Greater trochanter bursitis is common in overweight middle-aged women and is associated with acute trauma, overuse, and mechanical factors. The clinical presentation is of deep, aching lateral hip pain that may radiate into the buttocks or lateral knee. Pain is worse with activity and stretching and may be worse at night, especially when the patient lies on the affected side. Palpation over the greater trochanter elicits severe tenderness. Physical examination reveals pain with resisted hip abduction and external rotation. [14, 15, 16, 17]

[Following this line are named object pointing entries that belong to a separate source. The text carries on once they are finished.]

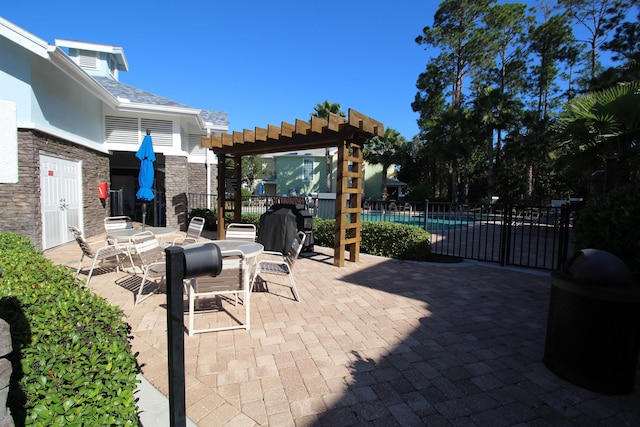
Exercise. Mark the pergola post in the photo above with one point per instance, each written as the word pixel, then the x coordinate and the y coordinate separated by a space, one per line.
pixel 349 189
pixel 222 190
pixel 354 131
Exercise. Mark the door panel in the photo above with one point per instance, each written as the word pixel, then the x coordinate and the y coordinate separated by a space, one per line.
pixel 60 199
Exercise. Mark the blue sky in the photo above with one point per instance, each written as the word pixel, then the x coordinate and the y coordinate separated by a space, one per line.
pixel 263 62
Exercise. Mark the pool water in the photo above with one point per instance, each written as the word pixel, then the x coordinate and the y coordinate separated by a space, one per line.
pixel 418 221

Anserine (pes anserinus) bursitis is not usually associated with overuse but may occur in patients with medial compartmental osteoarthritis. Clinically, patients complain of pain and tenderness over the anteromedial knee that is worse with knee flexion. This condition may be confused with medial meniscal pathology. [18, 19]
Popliteal bursae (Baker cysts) are associated with local swelling and pain on walking, jumping, and squatting. Magnetic resonance imaging (MRI) or ultrasonography can differentiate an isolated bursitis from intra-articular injury. (See also Baker Cyst.)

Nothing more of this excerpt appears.